Toutefois, le rejet de la libre circulation des personnes ne signifie pas nécessairement qu'il faille aussi automatiquement enterrer l'accord correspondant. Il est pensable et aussi probable que l'UE et la Suisse s'entendent sur un nouvel accord conforme à l'initiative. L'UE veut à tout prix éviter que la Suisse dénonce ce traité emblématique. Abandonner maintenant de son propre fait la mal-aimée liberté de circulation serait perdre la face, et un signal envoyé à des États membres de l'UE comme la Grande-Bretagne. L'UE veut l'éviter. Voilà pourquoi elle sera prête à faire des concessions.

Et, en cas contraire? La Suisse serait capable de supporter la dénonciation de l'accord sur la libre circulation des personnes. Les intérêts mutuels de bonne coopération sont trop importants. Affirmer que l'UE s'entêterait durablement et que la Suisse n'aurait, par conséquent, aucune chance frise la fiction. L'UE a démontré ces dernières années qu'elle s'assied sur presque tous ses principes «non négociables» quand les circonstances l'exigent – cela va du nouvel endettement jusqu'à Schengen et Dublin. Qui plus est, le Conseil fédéral ne se trouve pas dans une mauvaise position de négociation, bien au contraire. Il peut invoquer une décision populaire. La Suisse n'est pas membre, mais elle est un excellent client de l'UE qui exporte plus en Suisse qu’inversement. Les axes routiers qui traversent le Saint-Gothard sont essentiels pour nos voisins. L'intérêt mutuel l'emporte sur les divergences à propos de la libre circulation des personnes.

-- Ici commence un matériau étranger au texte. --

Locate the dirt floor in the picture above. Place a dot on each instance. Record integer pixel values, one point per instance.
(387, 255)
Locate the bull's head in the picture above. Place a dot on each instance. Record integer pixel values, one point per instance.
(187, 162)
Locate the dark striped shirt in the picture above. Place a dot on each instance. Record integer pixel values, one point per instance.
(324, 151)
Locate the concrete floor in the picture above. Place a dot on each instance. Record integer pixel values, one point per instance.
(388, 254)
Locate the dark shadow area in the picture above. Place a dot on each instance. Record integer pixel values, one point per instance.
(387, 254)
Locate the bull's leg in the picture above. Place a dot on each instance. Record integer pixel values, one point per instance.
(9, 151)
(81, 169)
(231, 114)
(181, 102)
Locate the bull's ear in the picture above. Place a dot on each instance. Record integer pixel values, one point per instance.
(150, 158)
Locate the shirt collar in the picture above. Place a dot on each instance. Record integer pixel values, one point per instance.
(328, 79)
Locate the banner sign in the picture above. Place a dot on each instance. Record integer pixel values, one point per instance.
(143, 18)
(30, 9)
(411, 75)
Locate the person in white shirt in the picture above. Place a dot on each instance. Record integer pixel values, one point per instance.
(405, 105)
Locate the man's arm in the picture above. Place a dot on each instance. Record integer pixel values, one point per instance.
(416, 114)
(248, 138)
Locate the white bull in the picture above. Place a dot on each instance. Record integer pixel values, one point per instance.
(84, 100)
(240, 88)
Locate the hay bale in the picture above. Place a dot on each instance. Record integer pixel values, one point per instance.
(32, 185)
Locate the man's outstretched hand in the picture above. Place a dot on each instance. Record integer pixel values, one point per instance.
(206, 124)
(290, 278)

Que valent les propositions récentes du Conseil fédéral? On est heureux de constater qu'il tient, contre ses propres instincts, à une mise en application unilatérale de la décision populaire contre l'immigration de masse. Le mécanisme du «seuil» et de la «clause de sauvegarde» est flou, l'extension de la libre circulation des personnes à la Croatie probablement inconstitutionnel. Le durcissement des «mesures d'accompagnement» va dans le mauvais sens. L'idée d'intégrer dans le marché du travail des déboutés du droit d'asile, mais aussi des requérants accueillis provisoirement, manque de pertinence. Néanmoins, il est encore possible que la proposition du Conseil fédéral devienne la base d'une loi sur laquelle on pourrait s'entendre, dans le sens du scénario envisagé ci-dessus, avec l'UE. Pour cela, il faut que tous ceux qui attachent de l'importance à l'indépendance fassent pression.

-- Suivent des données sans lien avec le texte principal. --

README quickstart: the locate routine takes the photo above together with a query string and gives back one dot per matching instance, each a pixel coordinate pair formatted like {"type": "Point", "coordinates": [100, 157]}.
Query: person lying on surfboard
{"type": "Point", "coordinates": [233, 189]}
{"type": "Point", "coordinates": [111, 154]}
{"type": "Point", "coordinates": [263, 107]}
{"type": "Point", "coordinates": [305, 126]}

Le génie de la Suisse réside aussi dans le fait que de bonnes solutions se concrétisent souvent à contrepied des intentions des autorités compétentes. Il y a des oppositions de part et d'autre, un consensus semble hors de portée, et pourtant la raison salvatrice, difficilement perceptible pour les parties prenantes, jaillit un jour de cette pagaille. La ruse de notre système réside dans son intelligence collective, qui est bien plus que la somme de toutes les intelligences de ses acteurs. Nous nous apprêtons peut-être à parvenir dans notre politique européenne à ce point où l'apparente inutilité des projets officiels se transforme subrepticement en une issue géniale, franchement escomptée par personne. La Suisse fonctionne souvent non pas grâce à ses politiques, mais en dépit de ceux-ci.

 

5 commentaires

  1. Posté par Icing le

    La Weltwoche imprimée est vendue en Romandie, monsieur Köppel on vous attend ……

  2. Posté par Jean Ducas le

    Courageux éditorial, courage inexistant au sein de la presse romande, j’inclus dans ces derniers les soit-disants sites de réinformation tremblants devant l’Empire.

  3. Posté par pierre frankenhauser le

    L’ébouissante élection de M. Köppel au Conseil national est déjà un début de victoire. En outre, ses éditoriaux limpides et clairvoyants me motivent à me remettre à l’allemand. Quoique je ne serais pas contre une version francophone de la Weltwoche.

  4. Posté par Nicolas le

    La simple ruse de la Suisse parviendra-t-elle à mettre en échec les positions catastrophiques de la triple buse du CF? On ne peut que l’espérer.

  5. Posté par aline le

    Merci à la personne qui traduit les éditoriaux de M. Köppel qui sont toujours pertinents. Je les lis en allemand et je suis très contente que les lecteurs francophones ont l’occasion d’en profiter.